1 Pedro 5:10: “Mas el Dios de toda gracia, que nos llamó a su gloria eterna en Jesucristo, después que hayáis padecido un poco de tiempo, él mismo os perfeccione, afirme, fortalezca y establezca”.
5.- Llamados para su reino
1 Tesalonicenses 2:12: “Y os encargábamos que anduvieseis como es digno de Dios, que os llamó a su reino y gloria”.
Santiago 2:5: “Hermanos míos amados, oíd: ¿No ha ELEGIDO Dios a los pobres de este mundo, para que sean ricos en fe y herederos del reino que ha prometido a los que le aman?”
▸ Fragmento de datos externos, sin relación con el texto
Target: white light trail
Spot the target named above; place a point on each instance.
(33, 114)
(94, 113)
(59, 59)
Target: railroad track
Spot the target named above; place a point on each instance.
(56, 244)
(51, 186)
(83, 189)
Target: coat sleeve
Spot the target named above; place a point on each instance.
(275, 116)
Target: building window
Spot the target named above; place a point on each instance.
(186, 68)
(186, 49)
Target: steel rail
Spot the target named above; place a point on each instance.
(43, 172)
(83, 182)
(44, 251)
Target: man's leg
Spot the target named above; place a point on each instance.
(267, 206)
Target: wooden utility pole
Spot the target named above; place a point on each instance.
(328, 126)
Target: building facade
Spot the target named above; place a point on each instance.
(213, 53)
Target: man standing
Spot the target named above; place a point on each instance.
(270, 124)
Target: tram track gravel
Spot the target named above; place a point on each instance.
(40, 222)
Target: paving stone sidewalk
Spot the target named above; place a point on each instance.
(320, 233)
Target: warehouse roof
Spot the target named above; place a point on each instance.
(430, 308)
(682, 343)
6.- Llamados para recibir Bendición
1 Pedro 3:9: “No devolviendo mal por mal, ni maldición por maldición, sino por el contrario, bendiciendo, sabiendo que fuisteis LLAMADOS para que heredaseis bendición”
Resumiendo:
Hemos sido llamados para:
1.- para heredar la promesa de la herencia eterna
2.- Para heredar la vida eterna
3.- Para participar de las bodas del cordero
4.- Para alcanzar la gloria de Jesucristo
5.- Para participar en su reino
6.- Para recibir bendición
Estos cinco puntos tienen que ver con una sola frase: “el evangelio de Cristo”, que es poder heredar la promesa de la herencia de un reino con gloria cuando se produzcan las bosas del cordero para darnos bendición y la vida eterna.
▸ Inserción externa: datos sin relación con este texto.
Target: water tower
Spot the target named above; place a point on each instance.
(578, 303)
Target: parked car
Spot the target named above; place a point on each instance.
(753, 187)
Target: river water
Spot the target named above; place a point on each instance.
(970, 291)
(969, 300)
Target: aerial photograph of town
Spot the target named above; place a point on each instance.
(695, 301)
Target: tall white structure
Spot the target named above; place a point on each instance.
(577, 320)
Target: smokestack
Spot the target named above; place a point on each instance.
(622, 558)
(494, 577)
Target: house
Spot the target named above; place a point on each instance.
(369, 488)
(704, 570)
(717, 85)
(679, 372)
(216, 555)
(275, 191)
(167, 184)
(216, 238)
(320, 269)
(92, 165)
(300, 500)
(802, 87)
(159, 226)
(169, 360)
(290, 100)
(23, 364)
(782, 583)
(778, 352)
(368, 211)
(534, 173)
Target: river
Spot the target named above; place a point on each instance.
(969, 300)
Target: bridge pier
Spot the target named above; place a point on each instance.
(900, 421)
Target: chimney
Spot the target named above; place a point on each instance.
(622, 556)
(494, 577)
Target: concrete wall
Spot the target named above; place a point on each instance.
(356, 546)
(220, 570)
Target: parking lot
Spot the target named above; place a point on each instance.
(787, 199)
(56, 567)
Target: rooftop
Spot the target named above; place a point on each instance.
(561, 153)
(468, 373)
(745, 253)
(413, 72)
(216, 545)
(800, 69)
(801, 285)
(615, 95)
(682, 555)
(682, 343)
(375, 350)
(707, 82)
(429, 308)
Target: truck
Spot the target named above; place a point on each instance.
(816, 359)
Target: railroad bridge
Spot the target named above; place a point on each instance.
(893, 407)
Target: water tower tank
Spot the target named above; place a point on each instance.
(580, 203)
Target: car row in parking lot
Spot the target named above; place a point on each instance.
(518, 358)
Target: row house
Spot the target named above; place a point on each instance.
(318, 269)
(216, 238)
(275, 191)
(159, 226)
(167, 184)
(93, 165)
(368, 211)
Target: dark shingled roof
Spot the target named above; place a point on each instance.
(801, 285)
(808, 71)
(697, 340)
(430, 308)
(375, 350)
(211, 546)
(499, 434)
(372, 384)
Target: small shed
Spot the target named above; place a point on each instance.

Así lo dice Jesús mismo en Mateo 25:31,34 ·Cuando el Hijo del hombre venga en su GLORIA, y todos los santos ángeles con él, entonces se sentará en su TRONO DE GLORIA. Entonces dirá a los de su derecha: Venid BENDITOS de mi Padre (estas son las bodas del Cordero) HEREDAD EL REINO preparado para vosotros desde la fundación del mundo.” En estos versos vemos lo mismo, pues se conjugan las bodas del Cordero, la herencia eterna (que es el reino eterno), la vida eterna por la resurrección o transformación de los santos, y la gloria que obtendremos por la resurrección.
De modo que hemos sido llamados para las bodas del Cordero a fin de que podamos heredar la promesa del reino con vida eterna y gloria. Esta será la bendición final de todos los escogidos o elegidos.
Es por esto que me dedico a predicarles el evangelio de Jesucristo, que es la promesa de la herencia de su reino, pues éste significará la bendición de los fieles, los cuales, no sólo recibirán la gloria, sino también la vida inmortal a lado del esposo, Jesucristo.